The conference opened with a speech from Alexander Leicht, head of UNESCO’s Section for Education for Sustainable Development, who said: “We cannot face the challenges of today and tomorrow with the education of yesterday.” He added: “In this massive transformation, education is the key for everyone – politicians, businesspeople, and citizens – to learn ways of thinking and acting sustainably.” Astrophysicist Pierre Lená, from LAMAP Foundation and OCE, seconded these notions: “The pandemic that has paralyzed countries has shown the power of interdependencies across humanity to those who may have doubted.” He concluded: “There is no such thing as education that does not include hope for the future.”

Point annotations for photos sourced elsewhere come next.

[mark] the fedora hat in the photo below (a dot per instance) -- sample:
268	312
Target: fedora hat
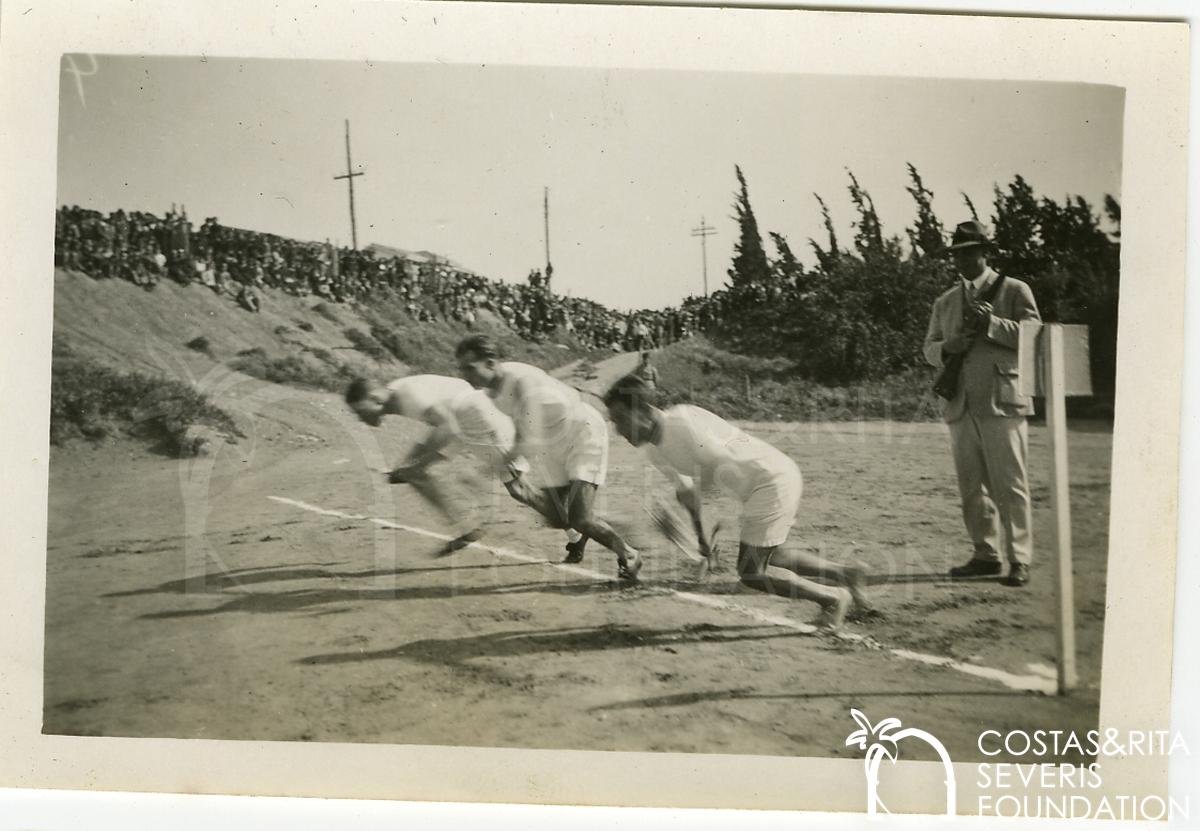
969	234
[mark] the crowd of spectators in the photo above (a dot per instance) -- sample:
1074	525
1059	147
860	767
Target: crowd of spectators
144	249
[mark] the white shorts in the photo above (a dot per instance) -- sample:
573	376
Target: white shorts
769	512
492	454
582	456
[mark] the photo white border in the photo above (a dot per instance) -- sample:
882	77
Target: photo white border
1147	59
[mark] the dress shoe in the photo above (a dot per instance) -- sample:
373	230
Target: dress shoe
976	568
1018	575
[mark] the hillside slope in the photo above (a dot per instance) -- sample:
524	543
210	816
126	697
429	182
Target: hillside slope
130	328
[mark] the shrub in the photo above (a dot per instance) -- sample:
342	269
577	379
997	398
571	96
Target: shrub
330	375
366	344
201	344
768	389
90	400
327	311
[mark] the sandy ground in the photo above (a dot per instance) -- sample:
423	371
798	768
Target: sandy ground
184	602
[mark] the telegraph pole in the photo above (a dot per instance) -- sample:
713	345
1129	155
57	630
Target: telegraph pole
705	231
545	214
349	180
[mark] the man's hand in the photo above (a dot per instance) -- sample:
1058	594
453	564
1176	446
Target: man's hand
979	316
958	344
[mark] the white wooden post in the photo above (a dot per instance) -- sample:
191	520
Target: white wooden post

Another conference highlight was the “International Cooperation to Enhance Education for Climate Change” webinar. One of the panelists was Nina Smidt, Managing Director and Board Spokesperson of Siemens Stiftung, who reaffirmed the importance of collaboration: “We strongly believe in the concept of working as part of an international alliance,” she said. “Only together can we really meet the challenges of climate change. We need to unite experiences and competencies while jointly strengthening social and cultural development. If we are successful, especially at times like these when we face a crisis like Covid-19, perhaps one day we will look back and say that this served as a catalyst in a volatile, uncertain, complex and ambivalent world. We have to change our local and global behavior and look for joint approaches in education.”
This systemic approach to tackling climate change includes a fundamental role for public policy stakeholders and decision-makers. Therefore, in addition to the organizations that participated in the conference, there was also a workshop on education projects for territorial development agendas. This was geared toward management teams and included educational institutions, municipalities, and government officials from different Latin American countries.
Many of the speeches and discussion groups can be revisited on the University of Chile YouTube channel. Additional presentations and papers are available at http://www.cr2.cl/ciecc2020/.
This platform also includes documentation from the 2019 conference.